起業家という道を経て、今は作家を夢見て執筆活動に明け暮れる橋本なずなです。
デート前夜の女の子は忙しい。
「 ねぇねぇ、青か白どっちが良いと思う? 」
ハンガーに掛かった二着の洋服を身体に合わせながら、リビングでくつろぐ母の前に立つ。
『 んー、白かな? 』
「 分かった。じゃあ青にしよっと 」
なんやねん、と母が笑う。明日は一目惚れした彼とのデートだ。
デートなんて言っても食事に行くだけだけれど、約束をしてからの数日間、日課のジムに少しの食事制限も加えて、新しいお化粧品とアクセサリーを買って、スキンケアは念入りに、毎晩眠る前のマッサージも怠らなかった。
自分を美しく見せる為の努力は、私が女性として生きるうえでのプライドのようなものだ。
「すべての女性がそうするべきだ」とか「美しくなければ意味がない」とか思っているわけではない。
ただ私がそうしたい、美しく在りたい、と思うだけだ。
ひとしきりの準備を終えた私は、おもむろにInstagramを開き日中に更新した自分のストーリーを見返す。
「 ん…? 」
私の目に留まったのは、見覚えのある名前だった。
Instagramのストーリーには足跡機能がある。誰がそのストーリーを閲覧したかが分かるものだ。
見慣れた友人やフォロワーさんのアカウントの羅列の中に、一目惚れした彼・・・が、働いているお店の店長さんの名前があった。
私はまだ彼にも、もちろん店長さんにも、普段の活動やこれまでについては話していない。
「 作家志望で小さな会社を経営している 」その程度の話しかしておらず、出版しているとか、女性向けプレジャーアイテムブランドのアンバサダーをしているとか、詳しいことについては追々話せたら良いと思っていた。
しかしこの日更新した4つのストーリーは、どれも私の過去について。
二作目の出版を目指して “ビッチだった私のこと” を振り返っていて、過去に書いたnoteの再投稿をしていた。
あちゃー…と思った。
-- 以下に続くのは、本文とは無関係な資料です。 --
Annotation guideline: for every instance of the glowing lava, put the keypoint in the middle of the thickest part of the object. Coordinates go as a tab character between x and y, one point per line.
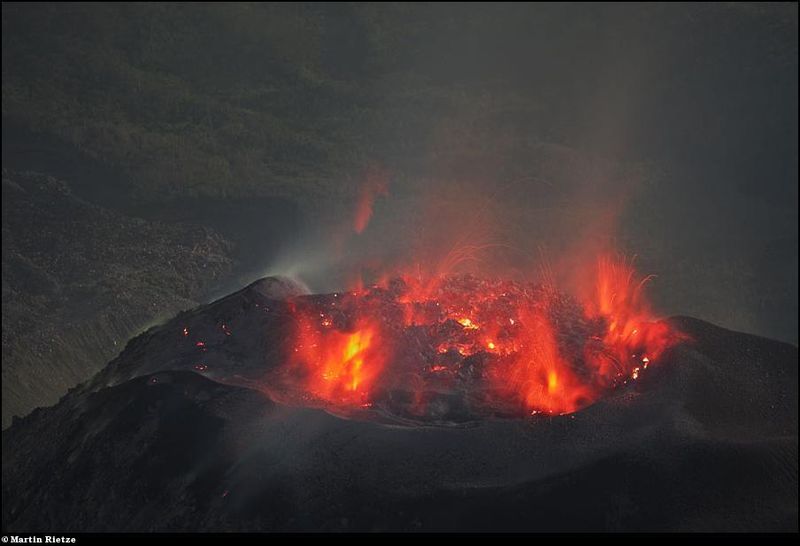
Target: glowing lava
426	349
よりにもよってビッチだったなんてストーリーを、彼のお店の店長さんに見られてしまうなんて。
店長さんが私に興味があって見たとは思えないし、きっと裏には彼がいたのではないかと思う。
彼が自分のアカウントで足跡を付けたくなかったからなのか、店長さんが俺が見てあげるよとか何とか言ってノリで見たのか。
経緯を考えたところで見られた事実は覆らないのだけれど。
きちんとnoteの中身を読んでもらえれば “ビッチ” という言葉が持つ悪い印象も幾分か解消されるかもしれないけれど、店長さんはどこまで見たのだろうか。
そんなことを考えていると、明日を思うとワクワクして今にも踊り出しそうだったさっきまでの心が、空気の抜けた風船のようにシューーと萎んでいくのが分かった。息も徐々に浅くなる。
「 あ… 」
その時、頬の斜面に沿って静かに流れる涙に、私はすべてを悟った。
思っているよりも、私は過去を知られることに恐れがあるんだ。
なぜなら思っているよりも、私は彼のことが好きだからだ。
「 恋じゃん 」
「 めっちゃ好きやん、私、彼のこと 」
小さく呟いて、涙に濡れた目元を手のひらで覆う。
おかしいな、まだ彼のことを何も知らないのに。本当に私は惚れっぽいな。
両親の離婚や兄の家出、性的虐待にビッチだったこと ——— 4年前、初めてnoteに書き綴った日から私は腹を括っている。
恥ずかしいことも汚いことも、すべて包み隠さず語ろうと覚悟を持って活動をしている。
“リアリティ” や “ノンフィクション” が持つ力を、私は信じているから。
だから普段なら寧ろ、私のことをどんどん知って欲しいとすら思う。
新しく出会った人には進んで私の活動やnoteを読んで欲しいと思っているし、そもそも私自身が自分のことをペラペラと語っているだろう。
だけど今の私はとても保守的で、先に情報を入れないで欲しいし、先入観を持たないで欲しいと思っている。
きちんと私の口から語らせて欲しいと思っている。
過去を知られることに恐れるなんて、これまで無かったのにな。
——— 曇り空の朝だ。こめかみの痛みが低気圧であることを知らせる。
私は寝惚け眼にのそのそと支度をしてジムに向かう。昨夜の涙で浮腫んだ顔は、汗を流して切り替えよう。
今夜、彼の瞳をきちんと見られるだろうか。きちんと言葉は出てきてくれるだろうか。
屈託のない彼の笑顔に、私は応えることができるだろうか。